Observaba, de la misma forma que el resto de la audiencia, como las muñecas de Gabriel eran presas de grilletes que aparecieron desde la oscuridad. Las cadenas tiraron de los brazos lo que obligó al muchacho a levantarlos, hasta dar la apariencia de colgar del techo.
Para Ana era una imagen un tanto fuerte, aunque hermosa.
—¿De qué se trata todo esto?
Eduardo movió su silla para quedar más cerca de ella.
—¡No tengo idea! Hace mucho que no sabía nada de él —. Su tono parecía triste. Y no apartaba la mirada de lo que pasaba al centro de la pista.
—¿Entonces por qué estamos aquí? —quiso saber ella, pero Eduardo rechistó para hacerla callar.
Con un mohín miró de nuevo a la pista y se quedó en silencio. Se sintió incómoda. ¡Y ridícula, por su desasosiego! ¡No era como si jamás hubiera visto un pene! ¡Fue a espectáculos de stríppers! ¡Incluso vio sexo en vivo, alguna vez, en ese mismo sitio! No tenía motivo para asustarse.

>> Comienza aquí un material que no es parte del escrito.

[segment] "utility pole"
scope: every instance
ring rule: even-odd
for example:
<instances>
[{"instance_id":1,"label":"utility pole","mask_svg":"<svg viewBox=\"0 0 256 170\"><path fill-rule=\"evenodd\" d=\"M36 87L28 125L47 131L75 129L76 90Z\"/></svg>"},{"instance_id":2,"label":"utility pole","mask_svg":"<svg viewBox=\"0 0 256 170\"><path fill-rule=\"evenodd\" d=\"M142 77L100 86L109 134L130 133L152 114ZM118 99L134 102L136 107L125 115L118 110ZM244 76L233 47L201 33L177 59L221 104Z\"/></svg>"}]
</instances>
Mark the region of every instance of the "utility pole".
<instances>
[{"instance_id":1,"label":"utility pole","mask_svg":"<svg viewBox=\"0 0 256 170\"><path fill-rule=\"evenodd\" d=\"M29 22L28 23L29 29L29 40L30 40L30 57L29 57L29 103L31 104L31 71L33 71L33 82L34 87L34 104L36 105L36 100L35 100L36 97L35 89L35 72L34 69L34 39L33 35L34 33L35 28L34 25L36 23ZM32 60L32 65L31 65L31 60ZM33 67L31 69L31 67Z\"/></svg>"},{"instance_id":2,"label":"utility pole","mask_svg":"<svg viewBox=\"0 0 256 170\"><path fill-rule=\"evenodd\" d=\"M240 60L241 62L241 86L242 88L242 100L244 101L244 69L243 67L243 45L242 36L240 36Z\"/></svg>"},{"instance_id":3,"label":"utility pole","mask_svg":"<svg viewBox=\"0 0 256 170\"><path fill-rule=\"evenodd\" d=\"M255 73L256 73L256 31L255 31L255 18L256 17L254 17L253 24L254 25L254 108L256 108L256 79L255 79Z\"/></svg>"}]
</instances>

De todos modos, sentía una urgencia de mirar y de no hacerlo al mismo tiempo, mientras la cremallera del ángel bajaba despacio.
Y era hermoso incluso ahí. Grande, firme y sonrosado. Su vigor se clavaba cerca de su propio ombligo. Los pantalones cayeron. Alguien en las sombras ayudó a retirar la prenda.
—¡Diablos!
Ana recibió un resoplido por parte de Eduardo y una maldición susurrada de Esteban. Escondió el rostro en su copa, la sostuvo con ambas manos y la bebió toda. Pidió otra; la necesitaba con urgencia. Pero a pesar de ello, el calor de su rostro no disminuyó.
Iluminado, desnudo y erecto. Atado, perfecto y soberbio, Gabriel respiraba con tanta fuerza que la piel se le hundía entre sus costillas. Miraba al frente con el rostro tenso, el ceño fruncido y húmedo de sudor, lo suficiente como para hacer que los mechones de su flequillo se pegaran a su piel. Sus brazos en alto enmarcaban sus mejillas.
Engancharon también sus tobillos a cadenas que brotaban, estiradas, de la oscuridad.
Esos dos hombres capturaron la atención de todos los presentes. Hubo silencio por algunos minutos, roto solo por la música.
Después jadeos, gruñidos, gritos, palabras inconexas.
No era para menos; aquella era la estampa del hombre que, como San Sebastián, padecía embriagado por el placer de su propio martirio.